After the victory in a
case brought by a man who had taken Vioxx and suffered a heart
attack, the company's stock went up. Now, it seems Merck might
duck $50 million in liabilities in the thousands of suits filed
against it.
According to the lawyer
representing the plaintiff, the company's legal team won not
with science, but with the good old mud-slinging tactic of
attacking his client. Here is where the legal system always
seems porous: If the attorneys on either side have enough skill
at drama, victory is theirs.
This means that our
legal system can hinge on a good performance at key moments of
decision. It also means that juries can be considered more
audiences than citizens given to fair judgment, which trashes
everything the law should be about.
At the same time, we
should know that once litigations become successful, the
monkey-see-monkey-do response sets in and our courts get filled
with as many frivolous suits as important ones. Since there is
no liability for wasting the time of the state and the money of
the defendant, these cases continue to pile up.
What to do? We are in
quite a pickle because there is no reason people should assume
goodwill on the part of executives who are too often concerned
more with profit than quality, or danger to the public. This
has, of course, changed a good deal in the automobile industry
because, after years of playing from the bottom of the deck and
wearing down plaintiffs, blood was drawn and the game changed.
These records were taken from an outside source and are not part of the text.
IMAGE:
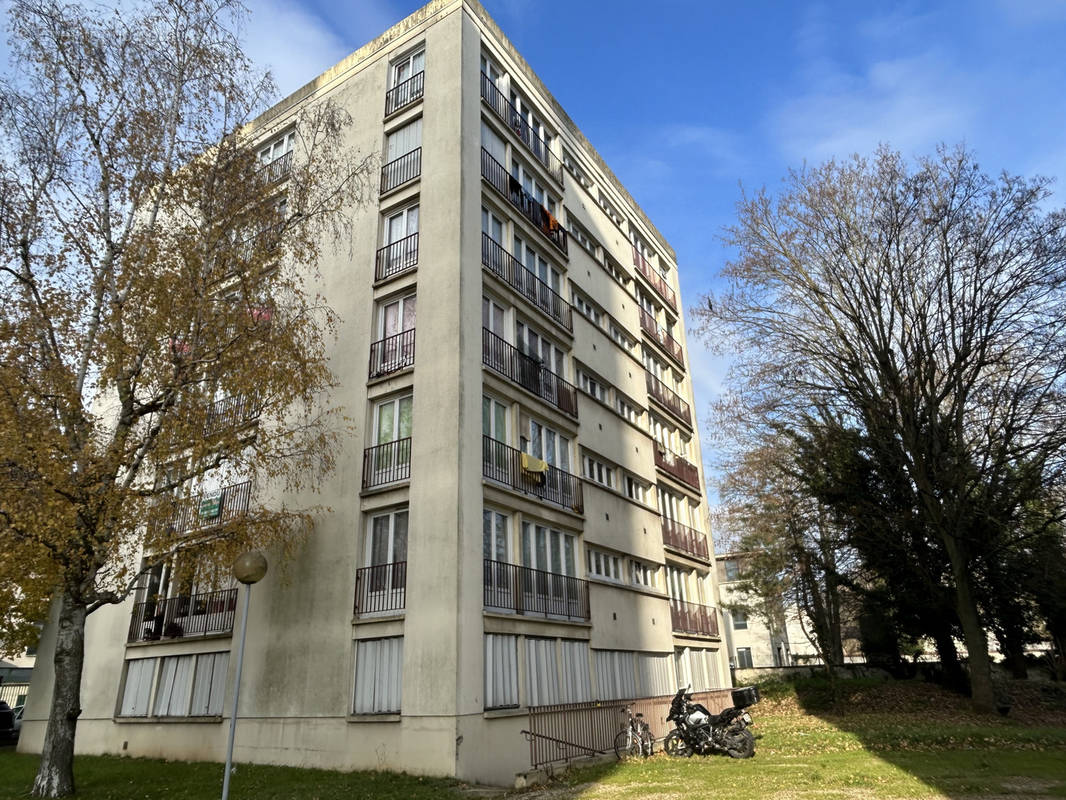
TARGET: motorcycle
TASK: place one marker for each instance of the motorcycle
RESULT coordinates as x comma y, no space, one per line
698,731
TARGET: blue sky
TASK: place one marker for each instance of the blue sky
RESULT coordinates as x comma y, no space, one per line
691,100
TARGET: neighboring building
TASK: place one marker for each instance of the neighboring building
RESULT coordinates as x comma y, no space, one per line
522,522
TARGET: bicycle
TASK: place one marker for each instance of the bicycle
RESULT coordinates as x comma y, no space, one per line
634,739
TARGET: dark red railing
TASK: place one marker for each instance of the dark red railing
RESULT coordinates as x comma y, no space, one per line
692,618
404,93
399,256
657,281
536,291
184,617
528,372
504,464
683,539
392,353
657,332
506,111
677,466
381,588
526,591
671,400
506,185
388,463
401,170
Now, entire lines of vehicles are recalled if a dangerous flaw
is discovered because the industry knows the average jury might
feel it should avenge the most recent victims and make up for
all those who were not rewarded in the past.
But this new victory by
a drug company that might itself face many court dates because
of irresponsible executives brings us to a particular place.
Since Americans have only so much patience with tragedy and tend
to swallow whole almost all conspiracy theories, we are always
eager to blame someone for whatever went wrong. If the defendant
is not guilty, the plaintiff must be, and if neither one of them
can be left holding the bag, we blame it on the system, hold our
noses and walk away shaking our heads.
So what are we to do
when faced with circumstances such as the ones in the Merck
case? We should try and stick to the facts and draw all
conclusions from them. The less willingness to be swayed by
drama, the better.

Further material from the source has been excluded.